The 67,000-member, $702 million Charter Oak Federal Credit Union has been named eastern Connecticut's top mortgage lender, according to The Warren Group, a publishing firm that specializes in tracking and reporting New England financial and real estate data.
The Federal Financial Institutions Examination Council named the 162,000-member University of Wisconsin Credit Union the mortgage leader in its Madison, Wis., market.
Charter Oak, headquartered in Groton, Conn., booked 733 mortgage loans for $94 million in the two counties of New London or Windham in 2011. It booked even more, $112 million, in 2010 when it also earned the recognition.
“We’ve built a great mortgage team here at Charter Oak,” said Charter Oak CEO Brian Orenstein. “The momentum from last year’s success carried over into 2011. We want to be known as the place to get your mortgage. And we are getting there. I am very proud of our staff and so thankful to our loyal membership.”
The CU attributed its success in part to a large range of mortgage options and announced it would start making loans backed by Federal Housing Administration insurance on Feb. 1. These FHA-backed loans allow smaller down payments and more flexibility.
But John Dolan, chief lending officer at Charter Oak, gave more credit to ways the credit union had begun to shift its mortgage lending, attributing it to a shift in attitude toward mortgage lending on the part of the CEO and other leaders.
In particular, the credit union began offering what it called its accelerator mortgage, an 8- or 12-year mortgage loan that allows holders to pay off their mortgage notes more quickly in 2010. These, along with a 30-year cost saver mortgage, are refinance loans that largely eliminate closing costs, flood certification fees, document preparation fees, credit reporting fees, recording fees and title insurance fees, wrapping all of these into a $400 origination fee.
Dolan said the CU limits the loans to no more than $250,000 and set a loan to value or ratio of no more than 80% for the product. Loans of more than $250,000, Dolan said, require a more thorough appraisal and thus cost more than the $400.
The target market for these loans are baby boomer members who want to pay off their current mortgages as soon as possible to prepare for retirement. According to the CU's website, Charter Oak offers the accelerator loans at an annual percentage rate of just over 3%, and Dolan said the CU was surprised at how many people found the loans appealing even in a sagging economy.
“We have definitely seen an economic downturn in eastern Connecticut,” Dolan remarked, “but as bad as it has been, it clearly was not so bad that it prevented some people from taking the steps they needed to take to prepare for retirement,” he said.
One additional sign of the loan program's impact has been the number of new members it has brought Charter Oak, Dolan said.
The loans are necessarily super-performing loans and, by definition, non-conforming to secondary market standards, which means the CU carries them on its own books where, Dolan said, the CU expects a majority of them to stay for the balance of the terms.
“Frankly, we only started offering the accelerator loans in 2010 so we aren't really sure whether we will see them refinance or not since it’s too early,” Dolan said, “but don't expect most will.”
By contrast, many 30-year mortgages refinance between five and seven years.

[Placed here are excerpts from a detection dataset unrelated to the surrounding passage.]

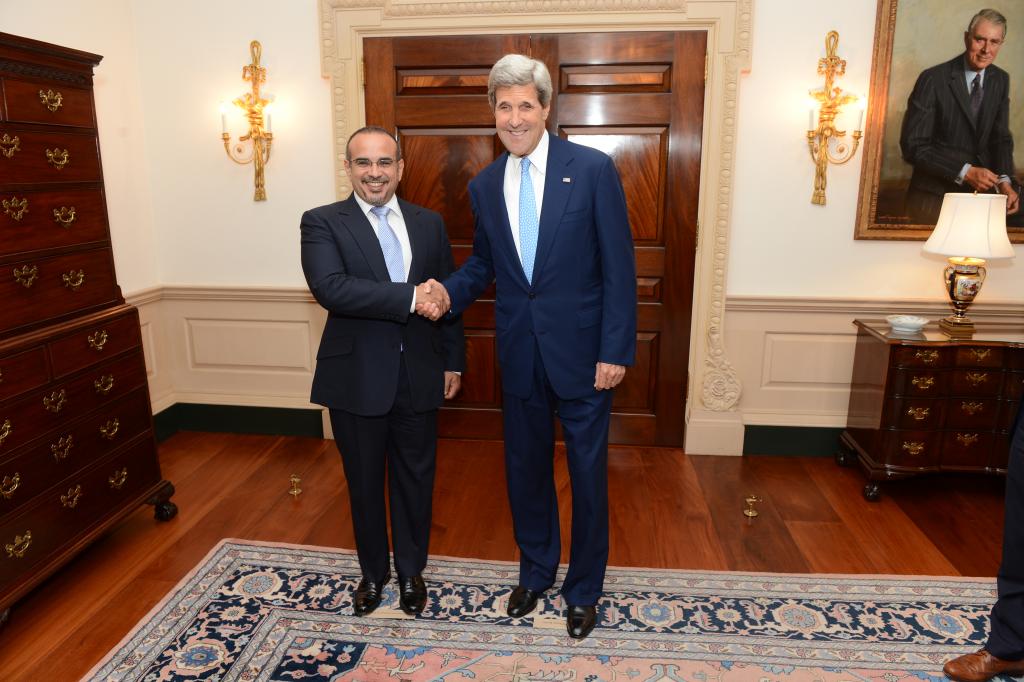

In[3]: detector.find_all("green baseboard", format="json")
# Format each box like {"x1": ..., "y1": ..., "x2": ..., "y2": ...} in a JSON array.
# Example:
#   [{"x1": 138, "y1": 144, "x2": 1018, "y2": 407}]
[
  {"x1": 154, "y1": 402, "x2": 324, "y2": 441},
  {"x1": 743, "y1": 426, "x2": 843, "y2": 457}
]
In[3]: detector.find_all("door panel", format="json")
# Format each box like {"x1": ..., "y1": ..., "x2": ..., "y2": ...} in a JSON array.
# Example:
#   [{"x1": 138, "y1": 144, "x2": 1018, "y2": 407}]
[{"x1": 364, "y1": 32, "x2": 707, "y2": 446}]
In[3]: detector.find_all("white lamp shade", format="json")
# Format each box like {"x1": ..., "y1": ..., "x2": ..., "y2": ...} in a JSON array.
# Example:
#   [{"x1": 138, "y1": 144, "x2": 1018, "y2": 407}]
[{"x1": 922, "y1": 193, "x2": 1014, "y2": 260}]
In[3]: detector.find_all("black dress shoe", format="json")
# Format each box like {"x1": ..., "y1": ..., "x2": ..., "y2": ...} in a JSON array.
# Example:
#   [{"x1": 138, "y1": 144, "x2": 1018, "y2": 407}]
[
  {"x1": 565, "y1": 606, "x2": 597, "y2": 639},
  {"x1": 398, "y1": 576, "x2": 427, "y2": 615},
  {"x1": 508, "y1": 585, "x2": 544, "y2": 619},
  {"x1": 352, "y1": 572, "x2": 391, "y2": 615}
]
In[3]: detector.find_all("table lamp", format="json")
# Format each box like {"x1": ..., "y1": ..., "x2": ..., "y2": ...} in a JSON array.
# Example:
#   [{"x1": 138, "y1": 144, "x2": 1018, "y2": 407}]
[{"x1": 922, "y1": 193, "x2": 1014, "y2": 337}]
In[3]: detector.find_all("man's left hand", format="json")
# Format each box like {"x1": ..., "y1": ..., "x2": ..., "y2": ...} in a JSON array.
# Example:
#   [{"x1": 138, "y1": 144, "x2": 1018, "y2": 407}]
[
  {"x1": 594, "y1": 363, "x2": 626, "y2": 391},
  {"x1": 444, "y1": 372, "x2": 462, "y2": 400}
]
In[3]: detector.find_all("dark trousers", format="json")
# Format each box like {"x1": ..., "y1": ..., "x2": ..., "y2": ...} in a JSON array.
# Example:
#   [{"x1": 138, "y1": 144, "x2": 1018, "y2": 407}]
[
  {"x1": 985, "y1": 402, "x2": 1024, "y2": 660},
  {"x1": 503, "y1": 344, "x2": 611, "y2": 605},
  {"x1": 331, "y1": 352, "x2": 437, "y2": 581}
]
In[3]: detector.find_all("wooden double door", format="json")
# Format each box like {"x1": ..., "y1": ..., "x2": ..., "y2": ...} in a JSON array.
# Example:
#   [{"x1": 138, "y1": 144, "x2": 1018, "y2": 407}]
[{"x1": 364, "y1": 31, "x2": 707, "y2": 446}]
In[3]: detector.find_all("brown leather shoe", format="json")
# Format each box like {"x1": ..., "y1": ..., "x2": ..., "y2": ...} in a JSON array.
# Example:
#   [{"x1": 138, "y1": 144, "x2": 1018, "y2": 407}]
[{"x1": 942, "y1": 649, "x2": 1024, "y2": 682}]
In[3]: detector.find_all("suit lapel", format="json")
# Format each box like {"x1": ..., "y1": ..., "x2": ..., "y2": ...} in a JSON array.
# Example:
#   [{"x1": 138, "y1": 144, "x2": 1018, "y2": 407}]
[
  {"x1": 338, "y1": 197, "x2": 391, "y2": 282},
  {"x1": 949, "y1": 54, "x2": 974, "y2": 128},
  {"x1": 524, "y1": 135, "x2": 574, "y2": 280},
  {"x1": 401, "y1": 199, "x2": 430, "y2": 284}
]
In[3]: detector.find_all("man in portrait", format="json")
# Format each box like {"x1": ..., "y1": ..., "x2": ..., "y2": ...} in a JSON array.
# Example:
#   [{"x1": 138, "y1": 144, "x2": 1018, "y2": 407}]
[
  {"x1": 301, "y1": 127, "x2": 465, "y2": 615},
  {"x1": 900, "y1": 9, "x2": 1020, "y2": 225}
]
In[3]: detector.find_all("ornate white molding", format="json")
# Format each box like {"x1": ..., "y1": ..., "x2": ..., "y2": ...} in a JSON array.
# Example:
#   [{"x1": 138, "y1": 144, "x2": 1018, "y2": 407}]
[{"x1": 319, "y1": 0, "x2": 754, "y2": 421}]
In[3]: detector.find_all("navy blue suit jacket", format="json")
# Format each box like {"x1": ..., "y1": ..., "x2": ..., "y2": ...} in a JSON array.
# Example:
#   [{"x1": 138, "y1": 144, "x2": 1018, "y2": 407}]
[
  {"x1": 301, "y1": 192, "x2": 465, "y2": 417},
  {"x1": 443, "y1": 133, "x2": 637, "y2": 399},
  {"x1": 900, "y1": 54, "x2": 1014, "y2": 195}
]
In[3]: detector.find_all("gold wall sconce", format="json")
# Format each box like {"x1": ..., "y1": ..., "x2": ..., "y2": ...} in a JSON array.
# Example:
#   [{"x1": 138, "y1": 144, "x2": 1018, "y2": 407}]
[
  {"x1": 220, "y1": 40, "x2": 273, "y2": 202},
  {"x1": 807, "y1": 31, "x2": 864, "y2": 206}
]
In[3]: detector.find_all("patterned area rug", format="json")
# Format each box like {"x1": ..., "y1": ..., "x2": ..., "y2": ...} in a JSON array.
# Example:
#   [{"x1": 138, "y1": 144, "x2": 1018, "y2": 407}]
[{"x1": 87, "y1": 540, "x2": 995, "y2": 682}]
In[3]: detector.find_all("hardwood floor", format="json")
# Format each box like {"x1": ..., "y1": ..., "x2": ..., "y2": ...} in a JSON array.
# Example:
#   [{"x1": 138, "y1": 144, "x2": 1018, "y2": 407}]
[{"x1": 0, "y1": 432, "x2": 1004, "y2": 681}]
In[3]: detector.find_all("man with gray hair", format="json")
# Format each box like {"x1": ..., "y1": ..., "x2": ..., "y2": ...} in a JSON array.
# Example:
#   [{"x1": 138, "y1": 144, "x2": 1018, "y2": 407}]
[
  {"x1": 421, "y1": 54, "x2": 637, "y2": 639},
  {"x1": 900, "y1": 9, "x2": 1020, "y2": 225}
]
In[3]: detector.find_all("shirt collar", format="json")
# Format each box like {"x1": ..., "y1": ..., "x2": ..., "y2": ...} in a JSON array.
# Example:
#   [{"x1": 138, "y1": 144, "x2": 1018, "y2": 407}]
[
  {"x1": 352, "y1": 191, "x2": 401, "y2": 216},
  {"x1": 512, "y1": 130, "x2": 549, "y2": 175}
]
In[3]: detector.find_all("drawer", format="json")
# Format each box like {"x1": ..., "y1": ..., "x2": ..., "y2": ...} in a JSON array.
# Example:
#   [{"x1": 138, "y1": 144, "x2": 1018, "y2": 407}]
[
  {"x1": 953, "y1": 346, "x2": 1006, "y2": 368},
  {"x1": 0, "y1": 438, "x2": 160, "y2": 585},
  {"x1": 3, "y1": 78, "x2": 96, "y2": 128},
  {"x1": 886, "y1": 397, "x2": 946, "y2": 429},
  {"x1": 882, "y1": 430, "x2": 942, "y2": 469},
  {"x1": 0, "y1": 189, "x2": 109, "y2": 257},
  {"x1": 35, "y1": 349, "x2": 145, "y2": 431},
  {"x1": 0, "y1": 389, "x2": 152, "y2": 518},
  {"x1": 946, "y1": 397, "x2": 1000, "y2": 431},
  {"x1": 48, "y1": 309, "x2": 142, "y2": 377},
  {"x1": 0, "y1": 346, "x2": 49, "y2": 401},
  {"x1": 942, "y1": 429, "x2": 995, "y2": 469},
  {"x1": 0, "y1": 126, "x2": 102, "y2": 184},
  {"x1": 892, "y1": 370, "x2": 949, "y2": 397},
  {"x1": 949, "y1": 369, "x2": 1002, "y2": 397},
  {"x1": 0, "y1": 249, "x2": 120, "y2": 332},
  {"x1": 892, "y1": 346, "x2": 951, "y2": 368}
]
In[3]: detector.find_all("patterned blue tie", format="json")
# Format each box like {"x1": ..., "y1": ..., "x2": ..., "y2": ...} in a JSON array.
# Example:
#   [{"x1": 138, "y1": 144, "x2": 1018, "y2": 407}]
[
  {"x1": 370, "y1": 206, "x2": 406, "y2": 282},
  {"x1": 519, "y1": 157, "x2": 540, "y2": 282}
]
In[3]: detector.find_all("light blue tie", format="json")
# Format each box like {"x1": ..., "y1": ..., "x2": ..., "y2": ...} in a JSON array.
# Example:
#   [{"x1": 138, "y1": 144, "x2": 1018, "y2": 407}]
[
  {"x1": 519, "y1": 157, "x2": 540, "y2": 282},
  {"x1": 370, "y1": 206, "x2": 406, "y2": 282}
]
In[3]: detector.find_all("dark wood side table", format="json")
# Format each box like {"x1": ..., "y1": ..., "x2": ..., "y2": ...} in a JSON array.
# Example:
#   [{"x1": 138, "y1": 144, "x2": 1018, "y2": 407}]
[{"x1": 837, "y1": 319, "x2": 1024, "y2": 501}]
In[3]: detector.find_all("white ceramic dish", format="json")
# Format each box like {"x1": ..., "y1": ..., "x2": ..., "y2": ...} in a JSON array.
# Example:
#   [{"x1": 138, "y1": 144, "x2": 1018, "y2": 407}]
[{"x1": 886, "y1": 315, "x2": 928, "y2": 334}]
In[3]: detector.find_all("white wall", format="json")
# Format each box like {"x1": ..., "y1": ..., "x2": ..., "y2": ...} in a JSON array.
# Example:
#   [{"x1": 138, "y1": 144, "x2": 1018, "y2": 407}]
[
  {"x1": 0, "y1": 0, "x2": 160, "y2": 293},
  {"x1": 727, "y1": 0, "x2": 1024, "y2": 302}
]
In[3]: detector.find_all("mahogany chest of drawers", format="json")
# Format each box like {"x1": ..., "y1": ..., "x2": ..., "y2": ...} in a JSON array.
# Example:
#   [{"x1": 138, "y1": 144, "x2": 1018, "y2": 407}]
[
  {"x1": 838, "y1": 319, "x2": 1024, "y2": 500},
  {"x1": 0, "y1": 34, "x2": 177, "y2": 620}
]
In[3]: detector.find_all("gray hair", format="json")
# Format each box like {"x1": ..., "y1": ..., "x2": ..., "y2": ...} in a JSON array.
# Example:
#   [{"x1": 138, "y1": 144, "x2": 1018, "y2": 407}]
[
  {"x1": 487, "y1": 54, "x2": 552, "y2": 110},
  {"x1": 967, "y1": 9, "x2": 1007, "y2": 38},
  {"x1": 345, "y1": 126, "x2": 401, "y2": 161}
]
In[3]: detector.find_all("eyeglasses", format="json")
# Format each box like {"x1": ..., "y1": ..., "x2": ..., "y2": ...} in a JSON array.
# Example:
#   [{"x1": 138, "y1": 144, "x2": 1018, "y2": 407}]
[{"x1": 351, "y1": 157, "x2": 395, "y2": 170}]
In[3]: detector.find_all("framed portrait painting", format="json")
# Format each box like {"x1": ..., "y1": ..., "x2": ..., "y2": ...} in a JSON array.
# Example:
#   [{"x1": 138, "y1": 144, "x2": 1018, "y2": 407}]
[{"x1": 855, "y1": 0, "x2": 1024, "y2": 238}]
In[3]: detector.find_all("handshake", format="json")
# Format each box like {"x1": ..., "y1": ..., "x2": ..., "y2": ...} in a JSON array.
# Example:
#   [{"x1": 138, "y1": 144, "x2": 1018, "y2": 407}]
[{"x1": 416, "y1": 279, "x2": 452, "y2": 321}]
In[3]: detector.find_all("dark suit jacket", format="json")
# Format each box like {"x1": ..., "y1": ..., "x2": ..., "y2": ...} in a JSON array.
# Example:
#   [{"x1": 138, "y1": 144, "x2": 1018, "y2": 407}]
[
  {"x1": 301, "y1": 192, "x2": 465, "y2": 417},
  {"x1": 444, "y1": 135, "x2": 637, "y2": 399},
  {"x1": 900, "y1": 54, "x2": 1014, "y2": 195}
]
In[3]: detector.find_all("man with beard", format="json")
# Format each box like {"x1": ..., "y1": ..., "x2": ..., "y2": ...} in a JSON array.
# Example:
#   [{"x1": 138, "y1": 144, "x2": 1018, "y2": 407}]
[{"x1": 300, "y1": 127, "x2": 465, "y2": 615}]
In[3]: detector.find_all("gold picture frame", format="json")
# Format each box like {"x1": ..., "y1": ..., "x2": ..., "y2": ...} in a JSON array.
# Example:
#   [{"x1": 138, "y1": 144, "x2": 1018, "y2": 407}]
[{"x1": 854, "y1": 0, "x2": 1024, "y2": 238}]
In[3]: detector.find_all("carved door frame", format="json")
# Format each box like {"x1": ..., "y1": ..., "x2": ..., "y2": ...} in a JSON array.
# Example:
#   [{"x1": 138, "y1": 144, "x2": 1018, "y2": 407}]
[{"x1": 319, "y1": 0, "x2": 753, "y2": 455}]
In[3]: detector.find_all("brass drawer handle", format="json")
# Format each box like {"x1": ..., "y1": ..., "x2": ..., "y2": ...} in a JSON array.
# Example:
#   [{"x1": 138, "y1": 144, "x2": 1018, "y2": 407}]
[
  {"x1": 3, "y1": 197, "x2": 29, "y2": 220},
  {"x1": 60, "y1": 485, "x2": 82, "y2": 509},
  {"x1": 3, "y1": 530, "x2": 32, "y2": 559},
  {"x1": 0, "y1": 471, "x2": 22, "y2": 500},
  {"x1": 971, "y1": 348, "x2": 992, "y2": 363},
  {"x1": 50, "y1": 434, "x2": 75, "y2": 462},
  {"x1": 910, "y1": 377, "x2": 935, "y2": 391},
  {"x1": 106, "y1": 467, "x2": 128, "y2": 491},
  {"x1": 92, "y1": 374, "x2": 114, "y2": 395},
  {"x1": 46, "y1": 147, "x2": 71, "y2": 170},
  {"x1": 903, "y1": 440, "x2": 925, "y2": 455},
  {"x1": 53, "y1": 206, "x2": 75, "y2": 227},
  {"x1": 86, "y1": 329, "x2": 109, "y2": 350},
  {"x1": 39, "y1": 90, "x2": 63, "y2": 112},
  {"x1": 967, "y1": 372, "x2": 988, "y2": 386},
  {"x1": 956, "y1": 433, "x2": 981, "y2": 447},
  {"x1": 60, "y1": 270, "x2": 85, "y2": 291},
  {"x1": 99, "y1": 417, "x2": 121, "y2": 440},
  {"x1": 0, "y1": 133, "x2": 22, "y2": 159},
  {"x1": 14, "y1": 265, "x2": 39, "y2": 289},
  {"x1": 43, "y1": 388, "x2": 68, "y2": 415},
  {"x1": 961, "y1": 402, "x2": 985, "y2": 417}
]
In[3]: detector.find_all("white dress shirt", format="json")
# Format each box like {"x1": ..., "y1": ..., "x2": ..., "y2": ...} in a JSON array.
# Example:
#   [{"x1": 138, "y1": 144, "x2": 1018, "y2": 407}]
[
  {"x1": 352, "y1": 191, "x2": 416, "y2": 312},
  {"x1": 504, "y1": 131, "x2": 549, "y2": 262}
]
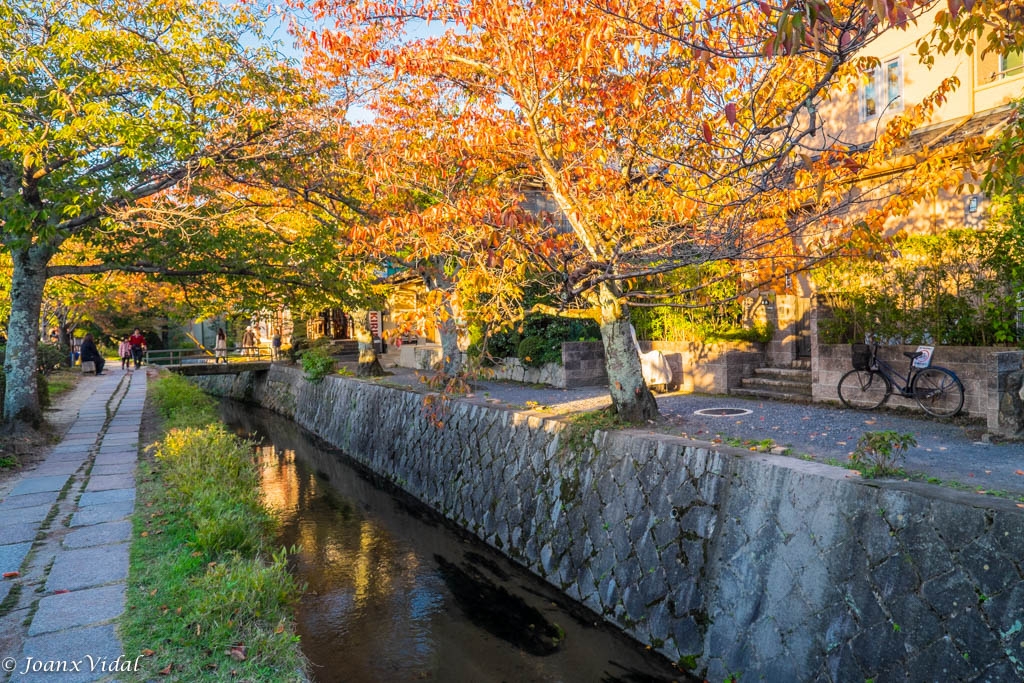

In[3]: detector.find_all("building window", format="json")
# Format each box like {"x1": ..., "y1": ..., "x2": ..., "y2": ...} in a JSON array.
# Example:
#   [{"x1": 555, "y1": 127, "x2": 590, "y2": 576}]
[
  {"x1": 999, "y1": 51, "x2": 1024, "y2": 78},
  {"x1": 860, "y1": 57, "x2": 903, "y2": 121}
]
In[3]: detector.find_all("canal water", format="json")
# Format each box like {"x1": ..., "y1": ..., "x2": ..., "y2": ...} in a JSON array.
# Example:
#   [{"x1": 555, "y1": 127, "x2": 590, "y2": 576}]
[{"x1": 221, "y1": 402, "x2": 689, "y2": 683}]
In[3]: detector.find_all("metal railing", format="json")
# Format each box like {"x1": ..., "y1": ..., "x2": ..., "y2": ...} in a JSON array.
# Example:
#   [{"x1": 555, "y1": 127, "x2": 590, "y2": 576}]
[{"x1": 145, "y1": 346, "x2": 280, "y2": 366}]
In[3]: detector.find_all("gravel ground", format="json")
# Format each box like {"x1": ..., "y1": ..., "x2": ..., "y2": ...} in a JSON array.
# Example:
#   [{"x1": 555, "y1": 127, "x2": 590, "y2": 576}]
[{"x1": 376, "y1": 368, "x2": 1024, "y2": 500}]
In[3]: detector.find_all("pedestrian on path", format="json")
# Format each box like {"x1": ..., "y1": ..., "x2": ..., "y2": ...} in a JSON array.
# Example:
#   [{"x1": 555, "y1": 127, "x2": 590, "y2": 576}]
[
  {"x1": 128, "y1": 328, "x2": 145, "y2": 370},
  {"x1": 213, "y1": 328, "x2": 227, "y2": 366},
  {"x1": 118, "y1": 337, "x2": 131, "y2": 370},
  {"x1": 270, "y1": 332, "x2": 281, "y2": 360},
  {"x1": 80, "y1": 332, "x2": 106, "y2": 375},
  {"x1": 242, "y1": 327, "x2": 256, "y2": 355}
]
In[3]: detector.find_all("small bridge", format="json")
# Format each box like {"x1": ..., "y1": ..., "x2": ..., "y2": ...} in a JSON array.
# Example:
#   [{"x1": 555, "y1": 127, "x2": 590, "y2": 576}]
[
  {"x1": 145, "y1": 346, "x2": 272, "y2": 375},
  {"x1": 160, "y1": 360, "x2": 272, "y2": 377}
]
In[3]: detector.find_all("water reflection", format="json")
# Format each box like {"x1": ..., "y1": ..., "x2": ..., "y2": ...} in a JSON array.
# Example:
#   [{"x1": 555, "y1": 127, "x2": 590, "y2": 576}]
[{"x1": 222, "y1": 403, "x2": 681, "y2": 682}]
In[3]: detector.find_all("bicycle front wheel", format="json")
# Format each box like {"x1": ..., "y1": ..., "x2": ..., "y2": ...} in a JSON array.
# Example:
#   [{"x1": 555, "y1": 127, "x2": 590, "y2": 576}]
[
  {"x1": 910, "y1": 368, "x2": 964, "y2": 418},
  {"x1": 839, "y1": 370, "x2": 893, "y2": 411}
]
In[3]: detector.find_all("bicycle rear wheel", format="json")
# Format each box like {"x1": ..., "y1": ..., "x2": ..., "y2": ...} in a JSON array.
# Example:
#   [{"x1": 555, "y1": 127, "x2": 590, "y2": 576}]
[
  {"x1": 839, "y1": 370, "x2": 893, "y2": 411},
  {"x1": 910, "y1": 368, "x2": 964, "y2": 418}
]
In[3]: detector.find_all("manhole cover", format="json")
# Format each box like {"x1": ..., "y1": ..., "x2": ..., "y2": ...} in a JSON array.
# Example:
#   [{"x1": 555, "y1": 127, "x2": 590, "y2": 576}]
[{"x1": 693, "y1": 408, "x2": 754, "y2": 418}]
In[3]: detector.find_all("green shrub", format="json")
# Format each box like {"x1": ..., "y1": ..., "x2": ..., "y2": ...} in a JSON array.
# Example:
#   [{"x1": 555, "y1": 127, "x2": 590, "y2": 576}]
[
  {"x1": 850, "y1": 429, "x2": 918, "y2": 477},
  {"x1": 301, "y1": 346, "x2": 334, "y2": 382},
  {"x1": 468, "y1": 314, "x2": 601, "y2": 367},
  {"x1": 37, "y1": 342, "x2": 71, "y2": 375},
  {"x1": 516, "y1": 337, "x2": 549, "y2": 368},
  {"x1": 150, "y1": 375, "x2": 217, "y2": 429},
  {"x1": 814, "y1": 216, "x2": 1024, "y2": 346},
  {"x1": 120, "y1": 376, "x2": 308, "y2": 682}
]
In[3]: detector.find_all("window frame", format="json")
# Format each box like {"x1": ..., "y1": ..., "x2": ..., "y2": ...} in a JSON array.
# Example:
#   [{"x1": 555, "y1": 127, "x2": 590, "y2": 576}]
[{"x1": 857, "y1": 54, "x2": 903, "y2": 123}]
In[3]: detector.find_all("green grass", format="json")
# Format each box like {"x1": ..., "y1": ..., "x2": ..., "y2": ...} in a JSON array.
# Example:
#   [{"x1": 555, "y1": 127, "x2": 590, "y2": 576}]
[
  {"x1": 121, "y1": 376, "x2": 306, "y2": 681},
  {"x1": 558, "y1": 409, "x2": 627, "y2": 456}
]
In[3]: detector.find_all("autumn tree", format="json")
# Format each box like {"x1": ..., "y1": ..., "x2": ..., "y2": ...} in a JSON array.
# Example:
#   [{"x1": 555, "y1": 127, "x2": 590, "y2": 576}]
[
  {"x1": 0, "y1": 0, "x2": 315, "y2": 423},
  {"x1": 292, "y1": 0, "x2": 962, "y2": 422}
]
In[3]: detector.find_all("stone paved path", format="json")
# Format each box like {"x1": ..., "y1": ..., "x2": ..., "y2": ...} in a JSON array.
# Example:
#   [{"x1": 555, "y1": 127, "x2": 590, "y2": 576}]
[
  {"x1": 374, "y1": 364, "x2": 1024, "y2": 498},
  {"x1": 0, "y1": 366, "x2": 146, "y2": 683}
]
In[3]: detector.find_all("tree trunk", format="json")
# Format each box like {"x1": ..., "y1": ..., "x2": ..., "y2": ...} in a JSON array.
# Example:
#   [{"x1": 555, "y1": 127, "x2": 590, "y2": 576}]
[
  {"x1": 598, "y1": 284, "x2": 658, "y2": 423},
  {"x1": 351, "y1": 311, "x2": 384, "y2": 377},
  {"x1": 424, "y1": 261, "x2": 462, "y2": 377},
  {"x1": 437, "y1": 301, "x2": 462, "y2": 377},
  {"x1": 3, "y1": 246, "x2": 49, "y2": 427}
]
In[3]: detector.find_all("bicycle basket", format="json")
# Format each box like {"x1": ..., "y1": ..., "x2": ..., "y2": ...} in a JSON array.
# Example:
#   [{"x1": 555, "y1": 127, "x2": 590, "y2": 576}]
[{"x1": 851, "y1": 344, "x2": 871, "y2": 370}]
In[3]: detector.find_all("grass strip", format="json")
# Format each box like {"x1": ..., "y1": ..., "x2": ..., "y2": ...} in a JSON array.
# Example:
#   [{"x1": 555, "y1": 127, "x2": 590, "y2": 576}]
[{"x1": 121, "y1": 375, "x2": 307, "y2": 682}]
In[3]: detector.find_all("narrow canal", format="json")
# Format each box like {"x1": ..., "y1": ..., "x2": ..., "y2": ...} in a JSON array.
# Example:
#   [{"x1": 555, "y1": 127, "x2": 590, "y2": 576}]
[{"x1": 222, "y1": 402, "x2": 687, "y2": 683}]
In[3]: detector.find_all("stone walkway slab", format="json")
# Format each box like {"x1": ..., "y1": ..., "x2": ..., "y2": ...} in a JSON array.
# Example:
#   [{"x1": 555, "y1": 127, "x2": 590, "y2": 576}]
[
  {"x1": 29, "y1": 584, "x2": 125, "y2": 636},
  {"x1": 71, "y1": 502, "x2": 135, "y2": 526},
  {"x1": 17, "y1": 624, "x2": 124, "y2": 683},
  {"x1": 46, "y1": 543, "x2": 128, "y2": 593},
  {"x1": 93, "y1": 452, "x2": 138, "y2": 465},
  {"x1": 61, "y1": 520, "x2": 131, "y2": 548},
  {"x1": 78, "y1": 487, "x2": 135, "y2": 508},
  {"x1": 0, "y1": 505, "x2": 53, "y2": 526},
  {"x1": 85, "y1": 472, "x2": 135, "y2": 493},
  {"x1": 26, "y1": 457, "x2": 85, "y2": 476},
  {"x1": 46, "y1": 447, "x2": 89, "y2": 465},
  {"x1": 0, "y1": 543, "x2": 32, "y2": 573},
  {"x1": 10, "y1": 474, "x2": 68, "y2": 496},
  {"x1": 0, "y1": 491, "x2": 58, "y2": 510},
  {"x1": 0, "y1": 524, "x2": 37, "y2": 546},
  {"x1": 91, "y1": 463, "x2": 135, "y2": 477}
]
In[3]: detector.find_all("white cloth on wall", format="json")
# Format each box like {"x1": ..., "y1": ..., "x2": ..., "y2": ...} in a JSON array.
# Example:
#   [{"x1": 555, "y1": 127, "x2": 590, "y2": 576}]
[{"x1": 630, "y1": 325, "x2": 672, "y2": 386}]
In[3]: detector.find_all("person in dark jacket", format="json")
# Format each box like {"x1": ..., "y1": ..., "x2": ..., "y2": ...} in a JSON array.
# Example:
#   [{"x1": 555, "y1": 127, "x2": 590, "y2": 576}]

Dolan said the CU sells the 30-year loans it originates, but keeps the servicing to be able to better protect the member relationship.
Dolan also explained that the popularity of the accelerator loans means that refinances dominated the credit union's loan program, a situation that Dolan and other Charter Oak leaders knew would not be sustainable.
“We could see that we were making fewer of the accelerator loans in 2011 than in 2010, because the mortgage market had fallen overall but also because more competitors began offering similar loans,” Dolan said. “But in order to have a really sustainable mortgage program, we needed to offer more purchase money loans.”